Tomo una cena fría. Enciendo la tele. En Movistar veo una serie que no había visto: “El Affair”. Se trata de un escritor pudiente que veranea con toda su familia- mujer y cuatro hijos- en la costa Oeste de los Estados Unidos. Allí conoce a una camarera atractiva y se enamora de ella. En el capítulo segundo - pues después del primero me he vuelto a poner otro - él la lleva a una excursión por la isla, con la esperanza de poder tener una relación íntima y solitaria. La cosa se anima, pienso. Al final a ese guaperas se le va a dar bien el día. Al menos que en la ficción sea posible lo que a mí la realidad me niega. Pero nada, se pasan la hora del capítulo, que sí, que no, con problemas de culpa, y me quedo sin polvo.
Desesperado, me tomo la tensión.
Quince, nueve. ¡Joder, encima hoy la tengo disparada! Debo de estar estresado. Lo veo todo
negro. Me veo a mi mismo infectado.

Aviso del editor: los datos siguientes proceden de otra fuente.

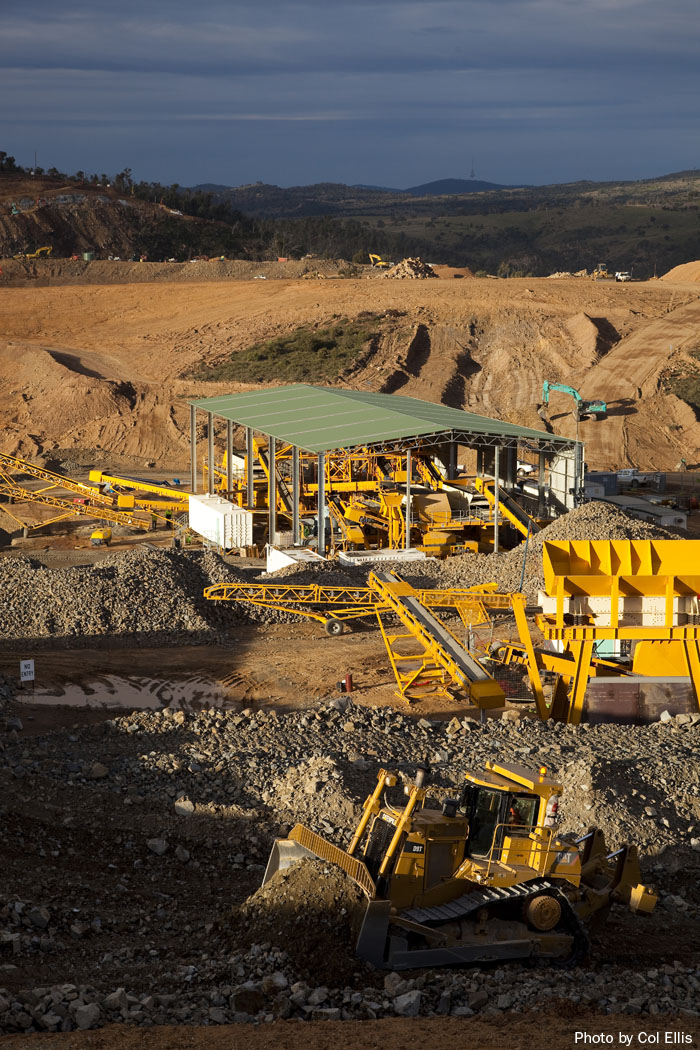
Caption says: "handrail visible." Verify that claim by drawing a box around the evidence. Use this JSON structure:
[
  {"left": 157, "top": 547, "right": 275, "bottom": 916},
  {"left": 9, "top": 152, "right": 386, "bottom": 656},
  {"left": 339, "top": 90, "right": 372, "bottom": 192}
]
[{"left": 482, "top": 821, "right": 555, "bottom": 878}]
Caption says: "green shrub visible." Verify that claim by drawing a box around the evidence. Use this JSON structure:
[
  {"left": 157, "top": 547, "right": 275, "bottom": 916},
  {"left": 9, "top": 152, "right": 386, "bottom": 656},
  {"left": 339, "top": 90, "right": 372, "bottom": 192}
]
[{"left": 193, "top": 316, "right": 382, "bottom": 383}]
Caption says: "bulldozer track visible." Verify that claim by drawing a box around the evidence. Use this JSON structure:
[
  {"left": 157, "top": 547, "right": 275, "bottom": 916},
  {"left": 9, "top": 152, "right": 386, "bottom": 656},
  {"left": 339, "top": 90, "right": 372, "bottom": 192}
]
[{"left": 402, "top": 878, "right": 589, "bottom": 965}]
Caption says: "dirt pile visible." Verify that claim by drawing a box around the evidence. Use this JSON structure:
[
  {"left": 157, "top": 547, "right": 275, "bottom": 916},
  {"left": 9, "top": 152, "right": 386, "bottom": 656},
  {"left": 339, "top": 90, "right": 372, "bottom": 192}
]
[
  {"left": 383, "top": 257, "right": 438, "bottom": 279},
  {"left": 232, "top": 858, "right": 367, "bottom": 986},
  {"left": 0, "top": 547, "right": 246, "bottom": 648},
  {"left": 661, "top": 260, "right": 700, "bottom": 282}
]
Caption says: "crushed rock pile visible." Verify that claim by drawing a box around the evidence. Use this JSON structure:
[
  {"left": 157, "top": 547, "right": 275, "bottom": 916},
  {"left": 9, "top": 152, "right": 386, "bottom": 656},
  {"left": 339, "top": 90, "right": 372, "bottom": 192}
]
[
  {"left": 261, "top": 501, "right": 680, "bottom": 602},
  {"left": 390, "top": 501, "right": 680, "bottom": 600},
  {"left": 0, "top": 546, "right": 249, "bottom": 648},
  {"left": 382, "top": 257, "right": 438, "bottom": 279},
  {"left": 269, "top": 756, "right": 360, "bottom": 831},
  {"left": 232, "top": 858, "right": 367, "bottom": 986}
]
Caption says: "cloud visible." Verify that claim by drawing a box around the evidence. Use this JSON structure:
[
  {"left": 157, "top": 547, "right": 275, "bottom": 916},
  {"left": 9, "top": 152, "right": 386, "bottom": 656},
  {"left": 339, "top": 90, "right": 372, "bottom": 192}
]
[{"left": 1, "top": 0, "right": 699, "bottom": 186}]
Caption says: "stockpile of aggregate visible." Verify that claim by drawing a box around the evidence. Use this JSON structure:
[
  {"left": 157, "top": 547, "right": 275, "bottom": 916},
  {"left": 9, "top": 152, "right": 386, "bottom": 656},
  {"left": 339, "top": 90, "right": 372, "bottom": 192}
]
[
  {"left": 382, "top": 257, "right": 438, "bottom": 279},
  {"left": 262, "top": 501, "right": 680, "bottom": 602},
  {"left": 392, "top": 501, "right": 680, "bottom": 600},
  {"left": 0, "top": 546, "right": 249, "bottom": 648}
]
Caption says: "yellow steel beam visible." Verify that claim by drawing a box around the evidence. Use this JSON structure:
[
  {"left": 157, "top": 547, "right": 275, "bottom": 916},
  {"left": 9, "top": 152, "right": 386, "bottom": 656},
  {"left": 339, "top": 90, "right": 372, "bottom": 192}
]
[
  {"left": 0, "top": 480, "right": 153, "bottom": 530},
  {"left": 683, "top": 641, "right": 700, "bottom": 713},
  {"left": 89, "top": 470, "right": 190, "bottom": 503},
  {"left": 1, "top": 452, "right": 114, "bottom": 504},
  {"left": 511, "top": 593, "right": 549, "bottom": 720},
  {"left": 568, "top": 640, "right": 595, "bottom": 725},
  {"left": 539, "top": 620, "right": 700, "bottom": 641}
]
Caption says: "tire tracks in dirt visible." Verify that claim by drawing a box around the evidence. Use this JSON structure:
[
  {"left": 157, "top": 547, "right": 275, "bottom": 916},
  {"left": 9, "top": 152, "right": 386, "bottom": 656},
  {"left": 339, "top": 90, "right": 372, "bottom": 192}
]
[{"left": 576, "top": 295, "right": 700, "bottom": 467}]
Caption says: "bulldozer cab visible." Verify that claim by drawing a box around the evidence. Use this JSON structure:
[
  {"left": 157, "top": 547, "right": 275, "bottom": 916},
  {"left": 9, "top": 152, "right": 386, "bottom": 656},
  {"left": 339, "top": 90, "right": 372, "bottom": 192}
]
[{"left": 460, "top": 782, "right": 540, "bottom": 859}]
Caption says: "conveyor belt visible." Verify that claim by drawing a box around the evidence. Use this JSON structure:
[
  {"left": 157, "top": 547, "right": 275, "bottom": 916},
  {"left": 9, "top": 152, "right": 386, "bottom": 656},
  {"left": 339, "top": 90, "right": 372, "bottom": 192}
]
[
  {"left": 370, "top": 570, "right": 504, "bottom": 706},
  {"left": 398, "top": 591, "right": 491, "bottom": 683}
]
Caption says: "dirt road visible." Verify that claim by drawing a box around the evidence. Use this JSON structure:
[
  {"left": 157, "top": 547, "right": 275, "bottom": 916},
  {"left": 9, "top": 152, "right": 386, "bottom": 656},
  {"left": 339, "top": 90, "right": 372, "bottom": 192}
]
[
  {"left": 577, "top": 297, "right": 700, "bottom": 467},
  {"left": 3, "top": 1013, "right": 698, "bottom": 1050}
]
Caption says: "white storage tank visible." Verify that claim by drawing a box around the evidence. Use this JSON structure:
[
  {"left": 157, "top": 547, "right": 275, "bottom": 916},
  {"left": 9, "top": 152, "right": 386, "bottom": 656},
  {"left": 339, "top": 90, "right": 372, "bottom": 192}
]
[{"left": 188, "top": 494, "right": 253, "bottom": 548}]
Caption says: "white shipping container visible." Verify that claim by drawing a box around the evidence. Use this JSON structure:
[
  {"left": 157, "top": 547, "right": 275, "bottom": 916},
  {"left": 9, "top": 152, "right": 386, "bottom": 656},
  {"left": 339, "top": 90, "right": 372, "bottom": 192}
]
[{"left": 188, "top": 494, "right": 253, "bottom": 548}]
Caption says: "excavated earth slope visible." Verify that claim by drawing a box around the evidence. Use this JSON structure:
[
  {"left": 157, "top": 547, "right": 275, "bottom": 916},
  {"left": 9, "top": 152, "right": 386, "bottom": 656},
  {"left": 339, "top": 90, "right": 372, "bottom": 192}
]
[{"left": 1, "top": 265, "right": 699, "bottom": 472}]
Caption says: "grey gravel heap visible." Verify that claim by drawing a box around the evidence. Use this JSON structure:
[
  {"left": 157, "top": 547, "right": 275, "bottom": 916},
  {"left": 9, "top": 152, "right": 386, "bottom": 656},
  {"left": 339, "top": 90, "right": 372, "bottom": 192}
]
[
  {"left": 266, "top": 501, "right": 680, "bottom": 602},
  {"left": 0, "top": 547, "right": 249, "bottom": 649}
]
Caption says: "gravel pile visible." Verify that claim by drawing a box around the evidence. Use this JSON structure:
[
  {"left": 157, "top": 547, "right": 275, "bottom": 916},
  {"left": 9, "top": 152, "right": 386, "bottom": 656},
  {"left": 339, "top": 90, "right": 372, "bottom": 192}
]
[
  {"left": 260, "top": 502, "right": 681, "bottom": 603},
  {"left": 1, "top": 697, "right": 699, "bottom": 1031},
  {"left": 0, "top": 501, "right": 674, "bottom": 648},
  {"left": 382, "top": 257, "right": 438, "bottom": 279},
  {"left": 0, "top": 546, "right": 249, "bottom": 649},
  {"left": 230, "top": 501, "right": 682, "bottom": 634},
  {"left": 232, "top": 858, "right": 367, "bottom": 986}
]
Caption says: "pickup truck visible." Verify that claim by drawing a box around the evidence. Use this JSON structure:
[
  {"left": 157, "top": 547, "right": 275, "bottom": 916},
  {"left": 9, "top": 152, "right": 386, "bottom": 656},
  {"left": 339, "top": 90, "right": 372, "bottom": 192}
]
[
  {"left": 616, "top": 468, "right": 662, "bottom": 488},
  {"left": 615, "top": 271, "right": 632, "bottom": 282}
]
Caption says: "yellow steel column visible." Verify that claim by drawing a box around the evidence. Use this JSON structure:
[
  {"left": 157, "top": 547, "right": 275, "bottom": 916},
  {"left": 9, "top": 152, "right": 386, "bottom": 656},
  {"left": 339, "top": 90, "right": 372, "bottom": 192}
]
[
  {"left": 665, "top": 576, "right": 676, "bottom": 627},
  {"left": 568, "top": 639, "right": 594, "bottom": 725},
  {"left": 610, "top": 575, "right": 620, "bottom": 629},
  {"left": 683, "top": 639, "right": 700, "bottom": 713},
  {"left": 511, "top": 594, "right": 549, "bottom": 720}
]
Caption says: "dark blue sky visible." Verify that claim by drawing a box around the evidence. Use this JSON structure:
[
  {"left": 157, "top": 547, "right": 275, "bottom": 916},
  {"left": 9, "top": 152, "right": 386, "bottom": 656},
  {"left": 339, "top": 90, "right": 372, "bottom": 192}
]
[{"left": 3, "top": 0, "right": 699, "bottom": 188}]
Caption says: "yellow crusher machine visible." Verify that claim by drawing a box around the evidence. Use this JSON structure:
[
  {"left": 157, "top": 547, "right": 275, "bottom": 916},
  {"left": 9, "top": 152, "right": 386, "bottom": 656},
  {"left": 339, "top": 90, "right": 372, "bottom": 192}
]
[
  {"left": 264, "top": 762, "right": 656, "bottom": 969},
  {"left": 203, "top": 440, "right": 543, "bottom": 555}
]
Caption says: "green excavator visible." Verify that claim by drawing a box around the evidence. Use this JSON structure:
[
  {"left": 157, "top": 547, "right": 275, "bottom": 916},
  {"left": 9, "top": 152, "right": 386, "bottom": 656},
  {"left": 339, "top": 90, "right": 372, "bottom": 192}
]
[{"left": 539, "top": 381, "right": 607, "bottom": 423}]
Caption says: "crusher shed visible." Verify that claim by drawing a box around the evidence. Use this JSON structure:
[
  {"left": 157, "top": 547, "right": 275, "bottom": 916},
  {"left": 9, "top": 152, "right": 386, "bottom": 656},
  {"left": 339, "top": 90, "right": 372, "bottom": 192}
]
[{"left": 187, "top": 385, "right": 583, "bottom": 553}]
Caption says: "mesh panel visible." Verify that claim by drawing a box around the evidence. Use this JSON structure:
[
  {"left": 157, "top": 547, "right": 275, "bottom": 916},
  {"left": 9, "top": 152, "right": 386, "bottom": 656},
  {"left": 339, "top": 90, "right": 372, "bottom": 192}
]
[{"left": 363, "top": 817, "right": 396, "bottom": 878}]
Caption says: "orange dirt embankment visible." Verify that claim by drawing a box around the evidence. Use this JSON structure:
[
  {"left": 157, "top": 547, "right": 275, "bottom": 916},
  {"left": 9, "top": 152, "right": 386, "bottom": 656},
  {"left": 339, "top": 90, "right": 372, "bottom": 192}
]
[
  {"left": 661, "top": 259, "right": 700, "bottom": 282},
  {"left": 0, "top": 269, "right": 698, "bottom": 472}
]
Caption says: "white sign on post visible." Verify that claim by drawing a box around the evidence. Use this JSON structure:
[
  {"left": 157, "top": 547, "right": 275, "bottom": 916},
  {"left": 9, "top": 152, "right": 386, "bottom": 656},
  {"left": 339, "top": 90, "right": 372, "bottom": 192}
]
[{"left": 20, "top": 659, "right": 35, "bottom": 683}]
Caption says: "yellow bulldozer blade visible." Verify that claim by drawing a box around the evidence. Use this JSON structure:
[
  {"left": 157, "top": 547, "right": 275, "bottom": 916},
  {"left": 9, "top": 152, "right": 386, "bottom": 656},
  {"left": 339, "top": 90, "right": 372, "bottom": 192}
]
[{"left": 262, "top": 824, "right": 376, "bottom": 899}]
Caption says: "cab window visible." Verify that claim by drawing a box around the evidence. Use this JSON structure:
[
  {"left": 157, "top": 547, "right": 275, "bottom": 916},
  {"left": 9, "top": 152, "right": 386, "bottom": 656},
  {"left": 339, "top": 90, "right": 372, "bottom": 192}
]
[
  {"left": 506, "top": 794, "right": 538, "bottom": 832},
  {"left": 466, "top": 787, "right": 503, "bottom": 857}
]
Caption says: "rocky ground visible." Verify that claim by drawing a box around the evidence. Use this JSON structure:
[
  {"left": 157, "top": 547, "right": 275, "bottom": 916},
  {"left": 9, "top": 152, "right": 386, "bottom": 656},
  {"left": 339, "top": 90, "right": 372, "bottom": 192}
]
[
  {"left": 1, "top": 692, "right": 699, "bottom": 1034},
  {"left": 0, "top": 547, "right": 249, "bottom": 649}
]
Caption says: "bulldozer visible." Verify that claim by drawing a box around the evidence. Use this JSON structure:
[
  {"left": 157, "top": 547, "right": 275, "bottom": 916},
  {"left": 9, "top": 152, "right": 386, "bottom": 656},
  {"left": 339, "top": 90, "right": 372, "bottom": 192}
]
[{"left": 264, "top": 761, "right": 656, "bottom": 969}]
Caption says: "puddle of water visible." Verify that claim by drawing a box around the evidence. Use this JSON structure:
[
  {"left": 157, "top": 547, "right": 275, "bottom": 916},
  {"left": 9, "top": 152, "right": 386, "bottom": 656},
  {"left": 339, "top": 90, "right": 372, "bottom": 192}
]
[{"left": 16, "top": 674, "right": 231, "bottom": 712}]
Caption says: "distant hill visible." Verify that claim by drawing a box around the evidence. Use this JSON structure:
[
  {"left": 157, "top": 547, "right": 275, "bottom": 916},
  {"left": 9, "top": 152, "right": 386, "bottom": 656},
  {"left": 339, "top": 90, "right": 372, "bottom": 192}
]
[
  {"left": 6, "top": 162, "right": 700, "bottom": 278},
  {"left": 404, "top": 178, "right": 519, "bottom": 195}
]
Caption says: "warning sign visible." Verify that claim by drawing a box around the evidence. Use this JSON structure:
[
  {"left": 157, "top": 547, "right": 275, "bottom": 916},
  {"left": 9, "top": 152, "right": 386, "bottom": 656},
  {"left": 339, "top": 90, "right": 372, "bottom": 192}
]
[{"left": 20, "top": 659, "right": 34, "bottom": 682}]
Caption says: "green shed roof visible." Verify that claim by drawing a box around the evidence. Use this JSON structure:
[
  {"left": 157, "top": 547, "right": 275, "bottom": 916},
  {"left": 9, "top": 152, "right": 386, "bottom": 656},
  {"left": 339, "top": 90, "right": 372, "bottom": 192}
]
[{"left": 189, "top": 385, "right": 575, "bottom": 454}]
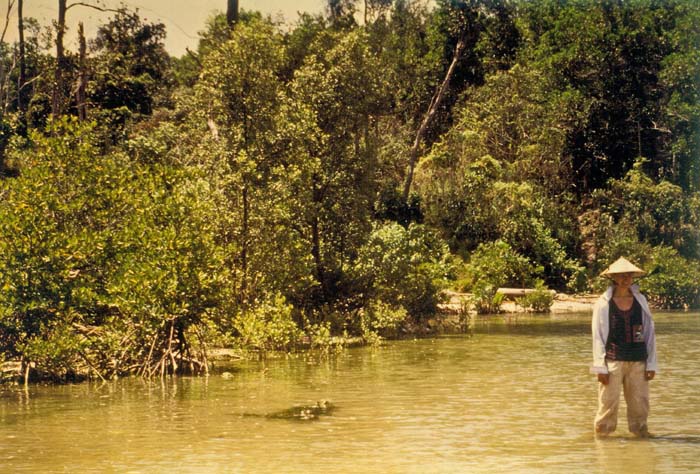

Al gobierno en manos de Pablo Iglesias. Mi
choche roto. Sin Netflix. Y, por si todo esto fuera poco, ni tan siquiera los
del affaire se han ido a gusto. Me voy a la cama con todas estas imágenes
negativas.
Voy a necesitar una cuarentena
mayor para poder serenarme y hacer las cosas pendientes. Sobre todo escribir
ese libro que tengo desde hace tres años a punto de terminar. Y, desde luego,
de mañana no pasa sin que llame al teléfono del servicio contra la hipocondría.